Contrairement aussi à ce que vous avez écrit, la couverture médiatique a été très importante. Les deux quotidiens (La Presse et Le Journal de Montréal) lui ont consacré plusieurs articles, l'affaire a été rapportée aux actualités télévisées, tant dans les réseaux anglophones que francophones et, au lendemain de l'observation, à peu près toutes les radios parlées de Montréal ont fait des émissions de « lignes ouvertes » pour en discuter (je travaille d'ailleurs à l'une de ces stations [le 98.5 fm] dont les locaux sont situés... à la Place Bonaventure). De mémoire (et je suis dans ce milieu depuis 1976), aucun incident ovni n'a suscité autant d'intérêt de la part des médias.

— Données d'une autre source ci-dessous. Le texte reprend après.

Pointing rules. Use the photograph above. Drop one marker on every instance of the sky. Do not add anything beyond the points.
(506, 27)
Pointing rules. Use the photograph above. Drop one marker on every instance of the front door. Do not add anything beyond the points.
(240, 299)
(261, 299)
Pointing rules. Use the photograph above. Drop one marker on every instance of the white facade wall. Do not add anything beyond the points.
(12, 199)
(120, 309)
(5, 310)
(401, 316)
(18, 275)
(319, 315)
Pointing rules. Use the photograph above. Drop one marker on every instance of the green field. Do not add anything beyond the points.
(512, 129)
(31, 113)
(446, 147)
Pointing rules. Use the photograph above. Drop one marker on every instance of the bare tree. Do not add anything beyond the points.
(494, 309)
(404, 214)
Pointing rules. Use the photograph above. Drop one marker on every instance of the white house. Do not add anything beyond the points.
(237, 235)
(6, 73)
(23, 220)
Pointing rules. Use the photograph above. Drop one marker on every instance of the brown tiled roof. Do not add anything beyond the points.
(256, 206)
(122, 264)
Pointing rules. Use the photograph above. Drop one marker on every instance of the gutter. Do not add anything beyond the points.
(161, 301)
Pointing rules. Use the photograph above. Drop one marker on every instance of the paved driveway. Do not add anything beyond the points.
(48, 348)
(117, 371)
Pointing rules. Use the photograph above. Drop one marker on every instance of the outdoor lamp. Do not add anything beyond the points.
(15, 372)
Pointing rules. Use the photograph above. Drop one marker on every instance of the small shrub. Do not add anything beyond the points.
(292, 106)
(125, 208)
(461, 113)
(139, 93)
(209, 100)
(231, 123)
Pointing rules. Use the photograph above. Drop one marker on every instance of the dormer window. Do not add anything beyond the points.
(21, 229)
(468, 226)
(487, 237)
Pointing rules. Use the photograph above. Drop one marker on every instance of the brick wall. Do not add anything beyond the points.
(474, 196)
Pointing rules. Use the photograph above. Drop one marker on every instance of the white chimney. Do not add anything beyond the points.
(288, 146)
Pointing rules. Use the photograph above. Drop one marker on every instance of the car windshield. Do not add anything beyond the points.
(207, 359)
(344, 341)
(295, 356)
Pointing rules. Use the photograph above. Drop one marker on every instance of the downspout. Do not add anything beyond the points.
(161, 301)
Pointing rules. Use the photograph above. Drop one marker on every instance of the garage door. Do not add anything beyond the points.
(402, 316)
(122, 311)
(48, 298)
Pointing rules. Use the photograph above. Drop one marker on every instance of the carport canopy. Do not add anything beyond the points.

J'ai manifestement sous-estimé la couverture médiatique de cette affaire, mais il n'empêche qu'elle a été vite oubliée, et n'a pas eu tout de suite l'importance qu'on lui a prêtée par la suite... Pour la plupart des gens, elle expliquait par des reflets de lumières dans les nuages ou par une aurore boréale très particulière.

Mais c'est lorsque le fameux rapport est paru, avec notre prétendu spécialiste affirmant avoir prouvé la présence d'un objet matériel de plus de 500 mètres de diamètre au-dessus de la ville, que le cas est devenu pour à peu près tous les ufologues une des plus fantastiques observations collectives de l'histoire des ovnis ! Et il a fallu presque vingt ans pour que cette légende soit sérieusement remise en cause...

L'ironie de l'histoire, c'est qu'actuellement des membres du Narcap, l'association d'étude des ovnis dont Haines est Directeur scientifique, voudraient discréditer des chercheurs sérieux qui accomplissent un travail remarquable sous le prétexte qu'ils tiennent à rester anonymes pour des raisons professionnelles, arguant qu'eux n'ont rien à cacher et n'hésitent pas à mettre en jeu leur réputation scientifique... Quand on voit le résultat avec l'ovni de Montréal, on se demande s'il ne vaudrait pas mieux que tous ceux qui étudient les ovnis restent anonymes, ça inciterait leurs lecteurs à ne pas croire aveuglément ce qu'ils écrivent en étant éblouis par leurs titres scientifiques !

Ce qu'on peut retenir aussi, c'est qu'une telle méprise ne serait plus possible aujourd'hui, pas plus que celle de la vague du 5 novembre 1990 en France... Et cela, grâce à Internet, qui met à la portée de tous une immense documentation qui était beaucoup plus difficilement accessible autrefois. Il n'est plus possible que des ufologues ne reconnaissent pas immédiatement une rentrée atmosphérique, des piliers de lumière, ou tout autre phénomène connu même rare...

On a vu d'ailleurs que dans le cas de la « réplique » de 2010, l'explication certaine a rapidement été trouvée et peu contestée, même si les enquêteurs d'Ovni-Alerte ont eu quelques difficultés à l'accepter...

Et puis, maintenant, on n'accepterait pas de discuter d'un ovni photographié sans même disposer de la photo dans son format d'origine !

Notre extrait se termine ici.